What I find ironic though is that a charity like Goodwill has no problem paying its executives outrageous six figure salaries while being less than charitable when it comes to its own workforce.  In 2009, I penned an article titled: "The Not So Good Will of Goodwill of Central Indiana" in which I examined salaries of the local branch of the charity:
Today I examine Goodwill Industries of Central Indiana, Inc. According to the company's 2008 tax return, $33,947,162 was spent on salaries and benefits for officers and employees. This was out of a total revenue of $58,142,665. Thus, over 58% of the revenue received by Goodwill Industries goes to income and benefits for officers and employees. That's not even counting other administrative expenses. James McClelland, President and CEO of Goodwill pulls down $393,990 according to the company's 2008 report. Other officers/top employees' compensation include Daniel J. Riley $199,240, Keith Reissaus $167,316, Kent Kramer $190,132, Cindy Graham $154,084, James Humphrey, $169,529, and Linda Brimmer $166,275.

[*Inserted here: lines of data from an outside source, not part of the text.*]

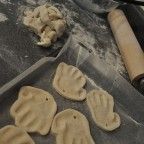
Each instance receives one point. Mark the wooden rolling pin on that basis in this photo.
(128, 45)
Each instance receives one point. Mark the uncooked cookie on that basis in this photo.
(71, 127)
(47, 22)
(34, 110)
(101, 106)
(69, 82)
(14, 135)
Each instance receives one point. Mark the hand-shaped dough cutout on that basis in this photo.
(14, 135)
(34, 110)
(69, 82)
(101, 106)
(71, 127)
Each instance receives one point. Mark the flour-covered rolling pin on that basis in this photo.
(128, 45)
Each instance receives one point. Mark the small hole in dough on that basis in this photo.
(74, 117)
(25, 93)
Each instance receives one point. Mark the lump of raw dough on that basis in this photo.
(69, 82)
(14, 135)
(71, 127)
(47, 22)
(34, 110)
(101, 106)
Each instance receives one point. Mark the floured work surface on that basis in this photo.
(18, 49)
(128, 102)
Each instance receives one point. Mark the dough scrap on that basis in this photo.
(14, 135)
(71, 127)
(47, 22)
(69, 82)
(101, 106)
(34, 110)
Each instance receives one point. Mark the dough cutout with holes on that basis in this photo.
(69, 82)
(47, 22)
(71, 127)
(34, 110)
(101, 106)
(14, 135)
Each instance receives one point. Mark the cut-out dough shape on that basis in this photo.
(101, 106)
(69, 82)
(71, 127)
(47, 22)
(14, 135)
(34, 110)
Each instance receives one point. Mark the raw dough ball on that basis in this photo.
(101, 106)
(71, 127)
(69, 82)
(14, 135)
(34, 110)
(47, 22)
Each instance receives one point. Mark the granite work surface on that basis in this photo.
(18, 50)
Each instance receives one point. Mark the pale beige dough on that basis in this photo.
(101, 106)
(69, 82)
(34, 110)
(14, 135)
(71, 127)
(47, 22)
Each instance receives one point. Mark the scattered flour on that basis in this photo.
(5, 1)
(99, 40)
(3, 17)
(37, 2)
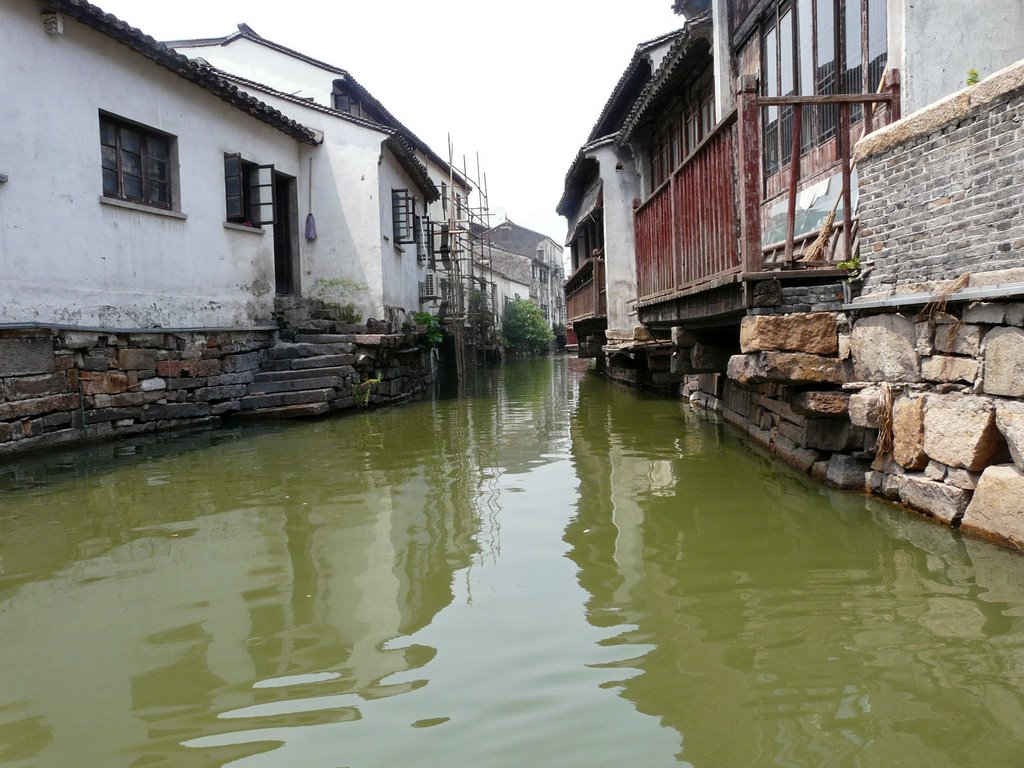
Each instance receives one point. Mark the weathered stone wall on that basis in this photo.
(942, 192)
(945, 392)
(59, 387)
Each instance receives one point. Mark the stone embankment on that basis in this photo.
(59, 387)
(923, 410)
(913, 389)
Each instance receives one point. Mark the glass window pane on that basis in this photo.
(786, 54)
(110, 182)
(157, 146)
(770, 60)
(158, 170)
(805, 42)
(878, 43)
(235, 207)
(158, 192)
(131, 163)
(133, 186)
(108, 133)
(130, 140)
(825, 68)
(851, 47)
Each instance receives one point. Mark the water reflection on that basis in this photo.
(308, 560)
(781, 624)
(391, 588)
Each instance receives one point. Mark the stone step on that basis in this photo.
(307, 373)
(307, 338)
(276, 399)
(323, 360)
(302, 411)
(288, 350)
(295, 385)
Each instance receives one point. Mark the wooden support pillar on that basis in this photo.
(749, 120)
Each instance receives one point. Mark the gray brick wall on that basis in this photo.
(946, 203)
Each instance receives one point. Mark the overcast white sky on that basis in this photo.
(520, 83)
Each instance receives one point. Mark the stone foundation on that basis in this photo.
(60, 387)
(948, 389)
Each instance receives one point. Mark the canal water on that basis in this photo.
(551, 570)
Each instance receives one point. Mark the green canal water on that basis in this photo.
(550, 571)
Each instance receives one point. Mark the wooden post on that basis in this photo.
(892, 90)
(791, 214)
(749, 125)
(844, 138)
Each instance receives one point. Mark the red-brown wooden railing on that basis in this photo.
(686, 231)
(704, 223)
(586, 296)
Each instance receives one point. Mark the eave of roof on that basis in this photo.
(514, 238)
(199, 74)
(407, 159)
(620, 92)
(247, 33)
(697, 29)
(308, 103)
(574, 177)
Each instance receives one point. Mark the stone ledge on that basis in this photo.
(1000, 86)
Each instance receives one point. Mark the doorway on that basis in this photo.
(286, 236)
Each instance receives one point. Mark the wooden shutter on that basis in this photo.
(262, 195)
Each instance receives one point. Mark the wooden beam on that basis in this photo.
(748, 114)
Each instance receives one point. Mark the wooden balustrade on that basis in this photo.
(704, 224)
(586, 293)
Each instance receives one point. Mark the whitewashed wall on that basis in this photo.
(353, 259)
(934, 48)
(274, 69)
(621, 187)
(400, 270)
(68, 258)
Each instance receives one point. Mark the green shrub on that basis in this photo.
(524, 329)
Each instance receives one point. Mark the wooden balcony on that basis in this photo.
(686, 232)
(586, 297)
(700, 236)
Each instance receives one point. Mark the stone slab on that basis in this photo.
(946, 369)
(961, 431)
(908, 432)
(820, 403)
(786, 368)
(847, 472)
(1004, 374)
(884, 348)
(813, 333)
(943, 502)
(997, 507)
(28, 355)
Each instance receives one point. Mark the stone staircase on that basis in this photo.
(310, 375)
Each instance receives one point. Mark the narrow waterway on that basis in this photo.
(552, 570)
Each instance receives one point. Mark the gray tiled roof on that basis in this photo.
(511, 237)
(376, 109)
(198, 73)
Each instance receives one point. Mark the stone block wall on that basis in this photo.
(59, 387)
(821, 391)
(942, 190)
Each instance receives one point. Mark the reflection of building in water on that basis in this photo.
(157, 592)
(773, 623)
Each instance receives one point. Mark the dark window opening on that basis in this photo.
(818, 47)
(135, 163)
(403, 216)
(248, 192)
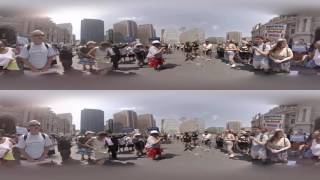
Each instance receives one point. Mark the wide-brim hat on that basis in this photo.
(34, 123)
(154, 132)
(88, 132)
(156, 42)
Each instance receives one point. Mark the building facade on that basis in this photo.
(66, 123)
(170, 36)
(297, 27)
(13, 27)
(192, 125)
(191, 35)
(109, 35)
(92, 120)
(145, 33)
(92, 30)
(127, 119)
(13, 116)
(145, 121)
(234, 125)
(125, 31)
(296, 117)
(235, 36)
(68, 27)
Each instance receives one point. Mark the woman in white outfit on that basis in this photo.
(101, 56)
(7, 55)
(98, 145)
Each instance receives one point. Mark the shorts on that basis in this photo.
(259, 152)
(261, 64)
(85, 151)
(230, 53)
(86, 61)
(311, 64)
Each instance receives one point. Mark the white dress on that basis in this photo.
(102, 60)
(6, 58)
(100, 152)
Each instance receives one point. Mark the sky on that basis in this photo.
(214, 107)
(215, 16)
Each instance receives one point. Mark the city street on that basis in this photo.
(179, 75)
(199, 164)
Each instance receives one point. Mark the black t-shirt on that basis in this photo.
(186, 138)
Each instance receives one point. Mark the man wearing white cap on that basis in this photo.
(138, 142)
(34, 146)
(38, 55)
(155, 55)
(140, 54)
(153, 145)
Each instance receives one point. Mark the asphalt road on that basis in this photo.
(180, 75)
(178, 164)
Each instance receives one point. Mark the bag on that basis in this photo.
(26, 136)
(13, 66)
(3, 151)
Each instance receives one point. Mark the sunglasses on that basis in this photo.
(38, 35)
(34, 126)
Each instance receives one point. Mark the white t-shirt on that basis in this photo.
(261, 138)
(206, 136)
(153, 52)
(151, 142)
(37, 55)
(260, 47)
(109, 141)
(34, 144)
(7, 57)
(316, 57)
(315, 148)
(207, 46)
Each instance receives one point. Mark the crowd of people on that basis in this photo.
(100, 58)
(36, 147)
(260, 53)
(259, 144)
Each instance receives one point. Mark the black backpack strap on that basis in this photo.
(43, 135)
(28, 47)
(25, 137)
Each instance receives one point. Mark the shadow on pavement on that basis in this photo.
(118, 163)
(119, 73)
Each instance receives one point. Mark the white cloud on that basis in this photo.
(215, 27)
(133, 18)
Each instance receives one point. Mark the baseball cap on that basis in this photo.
(34, 123)
(154, 132)
(156, 42)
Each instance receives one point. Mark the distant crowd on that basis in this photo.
(260, 144)
(36, 148)
(39, 56)
(260, 53)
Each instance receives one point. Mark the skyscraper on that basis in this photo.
(92, 120)
(124, 120)
(125, 31)
(145, 121)
(109, 35)
(145, 32)
(92, 30)
(234, 125)
(68, 27)
(191, 35)
(235, 36)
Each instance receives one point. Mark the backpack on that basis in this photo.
(26, 136)
(116, 50)
(45, 44)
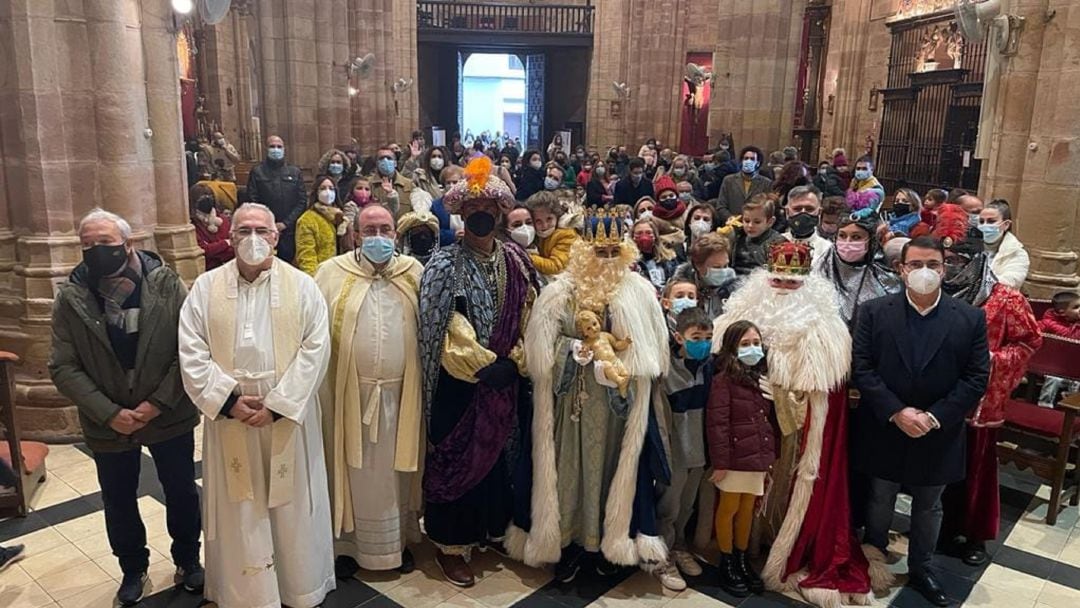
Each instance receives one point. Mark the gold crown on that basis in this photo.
(603, 228)
(790, 258)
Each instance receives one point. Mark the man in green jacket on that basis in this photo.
(115, 355)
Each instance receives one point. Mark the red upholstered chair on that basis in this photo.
(1039, 307)
(27, 459)
(1040, 437)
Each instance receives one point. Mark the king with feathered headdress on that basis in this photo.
(579, 416)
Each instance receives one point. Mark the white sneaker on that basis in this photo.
(670, 578)
(686, 563)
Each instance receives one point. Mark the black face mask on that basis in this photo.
(802, 225)
(480, 224)
(421, 242)
(103, 260)
(205, 204)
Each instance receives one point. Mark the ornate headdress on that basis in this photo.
(478, 184)
(953, 228)
(603, 228)
(790, 258)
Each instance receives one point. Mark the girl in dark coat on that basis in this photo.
(742, 447)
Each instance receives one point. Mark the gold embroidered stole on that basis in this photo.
(350, 416)
(286, 336)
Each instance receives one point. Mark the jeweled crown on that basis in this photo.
(603, 227)
(790, 258)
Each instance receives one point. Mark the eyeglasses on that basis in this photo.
(932, 265)
(377, 231)
(248, 231)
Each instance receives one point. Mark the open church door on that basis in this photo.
(534, 100)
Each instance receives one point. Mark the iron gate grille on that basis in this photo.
(930, 117)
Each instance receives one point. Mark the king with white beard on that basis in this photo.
(253, 349)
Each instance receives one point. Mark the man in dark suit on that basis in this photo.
(920, 363)
(738, 188)
(630, 189)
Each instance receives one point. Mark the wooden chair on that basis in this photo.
(11, 503)
(1041, 438)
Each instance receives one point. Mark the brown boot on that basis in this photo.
(456, 569)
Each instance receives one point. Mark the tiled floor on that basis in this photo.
(69, 564)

Goodwill Industries of Central Indiana has stashed away $20,800,485 in assets according to the company's 2008 tax return.

4 comments:

guy77money said...

That was 5 years ago. How much have they raised their salaries and compensation in the last five years.

Paul K. Ogden said...

Good question, Guy77money.

Nicolas Martin said...

The YMCA also need scrutiny. The membership fee in Indy is so high for low-income people that it virtually precludes their membership. In what way does it qualify as a charitable organization?

Cheryl said...

According to the organizations 2011 Form 990 the current CEO makes $442,644. That is outrageous! I don't think I will drop off my donations to Goodwill tonight after all!